I guess it's worth mentioning this is _only_ about displaying the cpu usage to 
userspace, as the cpu scheduler knows the accounting of each task in 
different ways. This behaviour can not be used to exploit the cpu scheduler 
into a starvation situation. Using the discrete per process accounting to 
accumulate the displayed values to userspace would fix this problem, but 
would be expensive.

-- 
-ck

^ permalink raw reply	[flat|nested] 25+ messages in thread

* Re: CPU load
  2007-02-12 14:32   ` Pavel Machek
@ 2007-02-13 22:01     ` malc
  2007-02-13 22:08       ` Con Kolivas
  0 siblings, 1 reply; 25+ messages in thread
From: malc @ 2007-02-13 22:01 UTC (permalink / raw)
  To: Pavel Machek; +Cc: Con Kolivas, linux-kernel

On Mon, 12 Feb 2007, Pavel Machek wrote:

> Hi!
>
>> The kernel looks at what is using cpu _only_ during the
>> timer
>> interrupt. Which means if your HZ is 1000 it looks at
>> what is running
>> at precisely the moment those 1000 timer ticks occur. It
>> is
>> theoretically possible using this measurement system to
>> use >99% cpu
>> and record 0 usage if you time your cpu usage properly.
>> It gets even
>> more inaccurate at lower HZ values for the same reason.
>
> I have (had?) code that 'exploits' this. I believe I could eat 90% of cpu
> without being noticed.

Slightly changed version of hog(around 3 lines in total changed) does that
easily on 2.6.18.3 on PPC.

http://www.boblycat.org/~malc/apc/load-hog-ppc.png

-- 
vale

^ permalink raw reply	[flat|nested] 25+ messages in thread

* Re: CPU load
  2007-02-12 16:57 Andrew Burgess
@ 2007-02-12 18:15 ` malc
  0 siblings, 0 replies; 25+ messages in thread
From: malc @ 2007-02-12 18:15 UTC (permalink / raw)
  To: Andrew Burgess; +Cc: linux-kernel

On Mon, 12 Feb 2007, Andrew Burgess wrote:

> On 12/02/07, Vassili Karpov <av1474@comtv.ru> wrote:
>>
>> How does the kernel calculates the value it places in `/proc/stat' at
>> 4th position (i.e. "idle: twiddling thumbs")?
>>
> ..
>>
>> Later small kernel module was developed that tried to time how much
>> time is spent in the idle handler inside the kernel and exported this
>> information to the user-space. The results were consistent with our
>> expectations and the output of the test utility.
> ..
>> http://www.boblycat.org/~malc/apc
>
> Vassili
>
> Could you rewrite this code as a kernel patch for
> discussion/inclusion in mainline? I and maybe others would
> appreciate having idle statistics be more accurate.

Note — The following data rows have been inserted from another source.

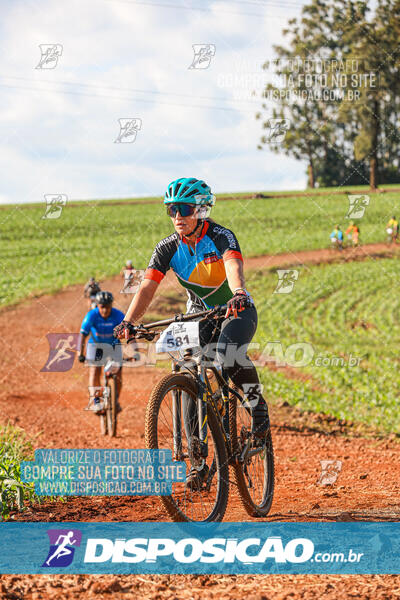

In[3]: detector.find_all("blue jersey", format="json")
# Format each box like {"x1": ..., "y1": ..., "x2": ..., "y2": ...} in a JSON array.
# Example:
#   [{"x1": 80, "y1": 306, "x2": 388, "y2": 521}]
[{"x1": 81, "y1": 307, "x2": 125, "y2": 344}]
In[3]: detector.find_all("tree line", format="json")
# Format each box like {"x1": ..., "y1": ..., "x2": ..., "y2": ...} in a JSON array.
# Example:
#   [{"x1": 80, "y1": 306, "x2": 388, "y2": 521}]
[{"x1": 256, "y1": 0, "x2": 400, "y2": 190}]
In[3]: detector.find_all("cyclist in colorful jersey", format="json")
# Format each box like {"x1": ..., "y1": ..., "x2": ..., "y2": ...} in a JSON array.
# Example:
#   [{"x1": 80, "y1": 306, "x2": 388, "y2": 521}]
[
  {"x1": 114, "y1": 178, "x2": 269, "y2": 442},
  {"x1": 78, "y1": 291, "x2": 124, "y2": 414}
]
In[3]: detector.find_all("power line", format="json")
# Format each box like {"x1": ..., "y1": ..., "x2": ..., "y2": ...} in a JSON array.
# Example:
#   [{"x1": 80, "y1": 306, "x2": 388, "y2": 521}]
[
  {"x1": 0, "y1": 75, "x2": 263, "y2": 104},
  {"x1": 0, "y1": 83, "x2": 268, "y2": 114},
  {"x1": 102, "y1": 0, "x2": 301, "y2": 19}
]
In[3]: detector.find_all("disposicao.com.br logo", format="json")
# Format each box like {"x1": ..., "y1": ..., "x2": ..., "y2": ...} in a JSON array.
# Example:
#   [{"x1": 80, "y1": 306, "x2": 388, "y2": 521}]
[{"x1": 84, "y1": 536, "x2": 314, "y2": 564}]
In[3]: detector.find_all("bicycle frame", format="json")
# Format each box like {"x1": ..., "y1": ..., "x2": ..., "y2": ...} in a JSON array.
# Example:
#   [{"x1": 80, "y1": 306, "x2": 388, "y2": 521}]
[{"x1": 131, "y1": 306, "x2": 262, "y2": 468}]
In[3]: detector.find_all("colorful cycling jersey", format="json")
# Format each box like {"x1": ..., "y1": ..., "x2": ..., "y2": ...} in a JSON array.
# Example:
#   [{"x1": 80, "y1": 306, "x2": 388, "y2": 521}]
[
  {"x1": 81, "y1": 307, "x2": 124, "y2": 344},
  {"x1": 145, "y1": 220, "x2": 243, "y2": 310}
]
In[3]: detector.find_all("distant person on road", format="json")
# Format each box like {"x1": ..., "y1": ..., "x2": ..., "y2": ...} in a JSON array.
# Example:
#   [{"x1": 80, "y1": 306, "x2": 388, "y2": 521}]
[
  {"x1": 120, "y1": 260, "x2": 135, "y2": 294},
  {"x1": 330, "y1": 225, "x2": 343, "y2": 250},
  {"x1": 345, "y1": 221, "x2": 360, "y2": 247},
  {"x1": 386, "y1": 216, "x2": 399, "y2": 244},
  {"x1": 83, "y1": 277, "x2": 101, "y2": 310},
  {"x1": 78, "y1": 292, "x2": 124, "y2": 414}
]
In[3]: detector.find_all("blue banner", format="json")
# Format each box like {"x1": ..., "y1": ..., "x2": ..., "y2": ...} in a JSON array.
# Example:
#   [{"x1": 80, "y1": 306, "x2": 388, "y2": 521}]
[{"x1": 0, "y1": 522, "x2": 400, "y2": 574}]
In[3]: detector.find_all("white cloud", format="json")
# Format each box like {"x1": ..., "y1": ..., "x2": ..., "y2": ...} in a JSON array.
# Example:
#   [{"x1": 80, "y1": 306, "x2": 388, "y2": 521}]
[{"x1": 0, "y1": 0, "x2": 305, "y2": 202}]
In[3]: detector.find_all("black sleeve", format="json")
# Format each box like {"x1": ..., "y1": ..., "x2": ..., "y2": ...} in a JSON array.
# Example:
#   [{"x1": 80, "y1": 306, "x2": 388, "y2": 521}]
[
  {"x1": 145, "y1": 233, "x2": 178, "y2": 282},
  {"x1": 209, "y1": 223, "x2": 243, "y2": 260}
]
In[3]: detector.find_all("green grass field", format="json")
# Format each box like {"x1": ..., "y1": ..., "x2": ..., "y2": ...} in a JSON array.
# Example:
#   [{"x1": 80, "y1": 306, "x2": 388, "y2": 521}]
[
  {"x1": 0, "y1": 188, "x2": 399, "y2": 306},
  {"x1": 248, "y1": 259, "x2": 400, "y2": 435}
]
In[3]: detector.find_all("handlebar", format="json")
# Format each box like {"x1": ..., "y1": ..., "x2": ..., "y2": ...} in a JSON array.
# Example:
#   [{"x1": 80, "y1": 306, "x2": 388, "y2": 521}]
[{"x1": 127, "y1": 304, "x2": 227, "y2": 344}]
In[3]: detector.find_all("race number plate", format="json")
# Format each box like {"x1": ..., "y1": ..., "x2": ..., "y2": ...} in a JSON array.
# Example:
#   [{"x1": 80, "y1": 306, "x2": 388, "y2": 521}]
[{"x1": 156, "y1": 321, "x2": 200, "y2": 353}]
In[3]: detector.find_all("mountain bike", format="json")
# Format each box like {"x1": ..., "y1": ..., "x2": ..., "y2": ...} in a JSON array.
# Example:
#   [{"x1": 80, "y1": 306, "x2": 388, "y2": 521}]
[{"x1": 128, "y1": 306, "x2": 274, "y2": 521}]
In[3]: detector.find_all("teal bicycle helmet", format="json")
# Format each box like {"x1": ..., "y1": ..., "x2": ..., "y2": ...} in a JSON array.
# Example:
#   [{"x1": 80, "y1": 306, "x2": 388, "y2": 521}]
[{"x1": 164, "y1": 177, "x2": 215, "y2": 207}]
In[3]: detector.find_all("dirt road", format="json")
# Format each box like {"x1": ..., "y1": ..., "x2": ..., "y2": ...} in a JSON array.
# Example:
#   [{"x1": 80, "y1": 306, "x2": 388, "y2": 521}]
[{"x1": 0, "y1": 245, "x2": 400, "y2": 600}]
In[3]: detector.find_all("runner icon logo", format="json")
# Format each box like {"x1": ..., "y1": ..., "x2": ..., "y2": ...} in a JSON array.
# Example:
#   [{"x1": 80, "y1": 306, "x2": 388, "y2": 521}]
[{"x1": 42, "y1": 529, "x2": 82, "y2": 568}]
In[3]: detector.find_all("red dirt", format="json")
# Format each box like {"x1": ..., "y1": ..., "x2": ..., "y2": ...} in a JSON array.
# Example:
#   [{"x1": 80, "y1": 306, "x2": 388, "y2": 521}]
[
  {"x1": 0, "y1": 252, "x2": 400, "y2": 600},
  {"x1": 245, "y1": 243, "x2": 400, "y2": 269}
]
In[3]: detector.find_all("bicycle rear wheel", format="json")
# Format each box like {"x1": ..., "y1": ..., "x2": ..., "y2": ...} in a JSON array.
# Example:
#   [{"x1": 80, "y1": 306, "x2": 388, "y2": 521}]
[
  {"x1": 229, "y1": 395, "x2": 275, "y2": 517},
  {"x1": 145, "y1": 374, "x2": 229, "y2": 522},
  {"x1": 106, "y1": 377, "x2": 117, "y2": 437}
]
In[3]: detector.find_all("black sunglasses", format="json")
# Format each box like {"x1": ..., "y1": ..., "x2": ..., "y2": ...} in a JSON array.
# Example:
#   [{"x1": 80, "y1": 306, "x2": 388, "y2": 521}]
[{"x1": 167, "y1": 202, "x2": 197, "y2": 218}]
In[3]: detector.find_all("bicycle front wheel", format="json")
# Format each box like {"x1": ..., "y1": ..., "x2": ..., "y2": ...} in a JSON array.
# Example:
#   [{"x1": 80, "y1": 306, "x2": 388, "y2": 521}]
[
  {"x1": 145, "y1": 374, "x2": 229, "y2": 522},
  {"x1": 229, "y1": 396, "x2": 275, "y2": 517}
]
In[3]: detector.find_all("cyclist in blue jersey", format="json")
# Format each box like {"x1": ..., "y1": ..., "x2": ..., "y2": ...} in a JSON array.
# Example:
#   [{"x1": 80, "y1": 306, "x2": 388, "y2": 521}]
[
  {"x1": 114, "y1": 178, "x2": 269, "y2": 488},
  {"x1": 78, "y1": 291, "x2": 124, "y2": 414}
]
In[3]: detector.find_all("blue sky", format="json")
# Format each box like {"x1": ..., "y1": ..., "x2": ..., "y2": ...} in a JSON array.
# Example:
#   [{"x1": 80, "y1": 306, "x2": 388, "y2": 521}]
[{"x1": 0, "y1": 0, "x2": 306, "y2": 203}]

I really don't know how to approach that, what i do in itc.c is ugly
to say the least (it's less ugly on PPC, but still).

There's stuff there that is very dangerous, i.e. entering idle handler
on SMP and simultaneously rmmoding the module (which surprisingly
never actually caused any bad things on kernels i had (starting with
2.6.17.3), but paniced on Debians 2.6.8). Safety nets were added but i
don't know whether they are sufficient. All in all what i have is a
gross hack, but it works for my purposes.

Another thing that keeps bothering me (again discovered with this
Debian kernel) is the fact that PREEMPT preempts idle handler, this
just doesn't add up in my head.

So to summarize: i don't know how to properly do that (so that it
works on all/most architectures, is less of a hack, has no negative
impact on performance, etc)

But i guess what innocent `smallhog.c' posted earlier demonstrated -
is that something probably ought to be done about it, or at least
the current situation documented.

-- 
vale

^ permalink raw reply	[flat|nested] 25+ messages in thread

* Re: CPU load
  2007-02-12  5:44 ` Con Kolivas
                     ` (2 preceding siblings ...)
  2007-02-12 14:32   ` Pavel Machek
@ 2007-02-12 18:05   ` malc
  3 siblings, 0 replies; 25+ messages in thread
From: malc @ 2007-02-12 18:05 UTC (permalink / raw)
  To: Con Kolivas; +Cc: linux-kernel

On Mon, 12 Feb 2007, Con Kolivas wrote:

> On 12/02/07, Vassili Karpov <av1474@comtv.ru> wrote:
>> Hello,

[..snip..]

>
> The kernel looks at what is using cpu _only_ during the timer
> interrupt. Which means if your HZ is 1000 it looks at what is running
> at precisely the moment those 1000 timer ticks occur. It is
> theoretically possible using this measurement system to use >99% cpu
> and record 0 usage if you time your cpu usage properly. It gets even
> more inaccurate at lower HZ values for the same reason.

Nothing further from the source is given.